Tracking the various components through which a request flows, to detect those components contributing to a problem in the request, can be a complex undertaking. Generally, such an analysis mandates that for every request problem analyzed, a new set of components must also be analyzed to detect those particular components that contribute to that particular problem. It is possible that the same components are used by multiple requests, and hence one request may impact another request. As such, when the components are analyzed they need to be analyzed in the context of all requests coming into the system. Looking at a runtime view of a large middleware system to analyze that system creates a complex tangled network of components.

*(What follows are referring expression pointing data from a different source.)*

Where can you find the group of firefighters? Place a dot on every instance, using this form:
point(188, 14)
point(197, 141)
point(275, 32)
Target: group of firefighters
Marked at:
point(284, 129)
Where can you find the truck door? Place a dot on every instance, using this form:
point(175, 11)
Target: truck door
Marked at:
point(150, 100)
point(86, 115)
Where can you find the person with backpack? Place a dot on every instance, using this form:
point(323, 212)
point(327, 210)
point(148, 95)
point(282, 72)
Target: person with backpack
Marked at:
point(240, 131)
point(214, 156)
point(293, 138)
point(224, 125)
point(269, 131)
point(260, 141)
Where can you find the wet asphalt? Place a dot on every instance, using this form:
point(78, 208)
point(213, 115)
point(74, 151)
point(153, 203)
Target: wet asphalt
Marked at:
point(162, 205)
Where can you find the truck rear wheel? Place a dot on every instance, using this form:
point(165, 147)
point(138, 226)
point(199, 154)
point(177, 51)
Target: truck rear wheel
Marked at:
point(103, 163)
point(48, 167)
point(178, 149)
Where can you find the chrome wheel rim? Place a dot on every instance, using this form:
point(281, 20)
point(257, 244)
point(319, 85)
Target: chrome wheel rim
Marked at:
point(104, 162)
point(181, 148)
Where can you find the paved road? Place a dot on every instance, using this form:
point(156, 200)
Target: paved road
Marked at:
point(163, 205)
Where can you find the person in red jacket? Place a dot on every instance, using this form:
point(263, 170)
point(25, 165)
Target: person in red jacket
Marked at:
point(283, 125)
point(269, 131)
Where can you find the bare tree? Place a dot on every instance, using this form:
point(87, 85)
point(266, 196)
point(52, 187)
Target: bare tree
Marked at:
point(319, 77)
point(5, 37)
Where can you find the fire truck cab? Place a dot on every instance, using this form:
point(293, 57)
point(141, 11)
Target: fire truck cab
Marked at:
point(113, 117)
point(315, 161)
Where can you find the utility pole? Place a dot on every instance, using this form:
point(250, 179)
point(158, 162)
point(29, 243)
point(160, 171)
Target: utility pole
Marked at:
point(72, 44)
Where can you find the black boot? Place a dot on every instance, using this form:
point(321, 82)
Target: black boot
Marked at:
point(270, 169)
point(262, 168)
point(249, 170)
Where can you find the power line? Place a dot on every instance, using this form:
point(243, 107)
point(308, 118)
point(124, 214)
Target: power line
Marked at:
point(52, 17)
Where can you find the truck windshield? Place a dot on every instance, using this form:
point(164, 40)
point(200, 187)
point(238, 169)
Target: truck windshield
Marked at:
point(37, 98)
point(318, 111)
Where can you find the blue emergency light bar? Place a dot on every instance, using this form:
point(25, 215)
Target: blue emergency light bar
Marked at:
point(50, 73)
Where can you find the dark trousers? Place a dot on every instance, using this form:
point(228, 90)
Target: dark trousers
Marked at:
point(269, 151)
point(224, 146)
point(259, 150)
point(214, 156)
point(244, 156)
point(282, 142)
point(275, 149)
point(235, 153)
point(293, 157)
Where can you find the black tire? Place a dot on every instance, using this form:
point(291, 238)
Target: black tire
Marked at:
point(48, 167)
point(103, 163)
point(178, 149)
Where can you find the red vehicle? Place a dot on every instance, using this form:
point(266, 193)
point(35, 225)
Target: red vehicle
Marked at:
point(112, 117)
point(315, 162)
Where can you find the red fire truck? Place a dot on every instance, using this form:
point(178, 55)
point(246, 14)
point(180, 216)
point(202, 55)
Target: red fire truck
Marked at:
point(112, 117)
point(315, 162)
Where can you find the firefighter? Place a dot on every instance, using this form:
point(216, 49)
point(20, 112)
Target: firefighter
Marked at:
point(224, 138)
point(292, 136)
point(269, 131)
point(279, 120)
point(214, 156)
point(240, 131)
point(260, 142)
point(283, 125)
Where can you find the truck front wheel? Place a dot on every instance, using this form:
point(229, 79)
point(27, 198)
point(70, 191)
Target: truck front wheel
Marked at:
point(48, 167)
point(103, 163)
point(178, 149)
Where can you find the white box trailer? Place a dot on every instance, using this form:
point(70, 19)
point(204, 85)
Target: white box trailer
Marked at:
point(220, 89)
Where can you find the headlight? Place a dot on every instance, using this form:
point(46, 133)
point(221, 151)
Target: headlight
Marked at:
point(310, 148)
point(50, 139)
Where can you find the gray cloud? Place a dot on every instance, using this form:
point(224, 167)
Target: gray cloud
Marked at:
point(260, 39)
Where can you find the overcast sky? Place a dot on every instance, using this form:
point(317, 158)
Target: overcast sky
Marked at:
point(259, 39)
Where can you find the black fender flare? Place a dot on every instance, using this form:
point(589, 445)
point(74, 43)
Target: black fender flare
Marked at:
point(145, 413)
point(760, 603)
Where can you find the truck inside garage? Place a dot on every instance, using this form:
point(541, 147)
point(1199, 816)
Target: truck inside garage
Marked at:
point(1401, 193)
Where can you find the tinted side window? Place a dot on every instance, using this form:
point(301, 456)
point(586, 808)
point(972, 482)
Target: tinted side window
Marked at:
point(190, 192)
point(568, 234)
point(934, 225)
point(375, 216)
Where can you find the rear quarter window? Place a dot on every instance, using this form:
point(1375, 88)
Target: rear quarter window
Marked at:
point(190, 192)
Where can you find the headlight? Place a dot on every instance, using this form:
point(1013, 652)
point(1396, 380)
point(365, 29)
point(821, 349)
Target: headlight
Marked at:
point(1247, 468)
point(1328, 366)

Creating a complex network of components additionally requires a lot of data to detect relations. Unless a hook exists in the path of the executing request for all components, then creating an accurate picture of this network is not practical. Complex representations also increase the time needed to perform the analysis, and potentially introduce duplicate analysis on the same components based on various requests. Further analyzing this complex network generally requires analyzing all of the components in the request flow as one whole. If any components are missed, then the system must be able to properly discount it in the overall flow, before analyzing the rest of the components. These problems prevent, for example, a phased implementation, where, e.g. a first phase analyzes Java Database Connectivity (JDBC) and Enterprise JavaBeans (EJB), and a second phase analyzes the system's threads. These are the general areas that embodiments of the invention are intended to address.


SUMMARY

Described herein is a system and method for providing a static model map of behaviors in a middleware system, for use in identifying system problems. In accordance with an embodiment, the system provides a view of the system, such as a middleware system, which allows for analysis of the various components involved, such that analysis of one component does not affect the analysis of a second component. Locations within the middleware system where a particular request spends its time before returning a response are broadly categorized into either “wait” or “execution” locations. Irrespective of which request calls a component, the components exhibit the same behaviors which affect the response time of the request serviced. These exhibited behaviors are static and can be predefined for different types of components and analyzed independently of each other. In turn the behaviors can be similarly classified as either “wait” or “execution”, each of which can be considered aspects of a component. Each aspect of a component must satisfy the same efficiency/inefficiency as defined by the requirements on the middleware system. An aspect that does not meet the criteria is considered a “problem aspect” and is analyzed further to find the cause of the problem.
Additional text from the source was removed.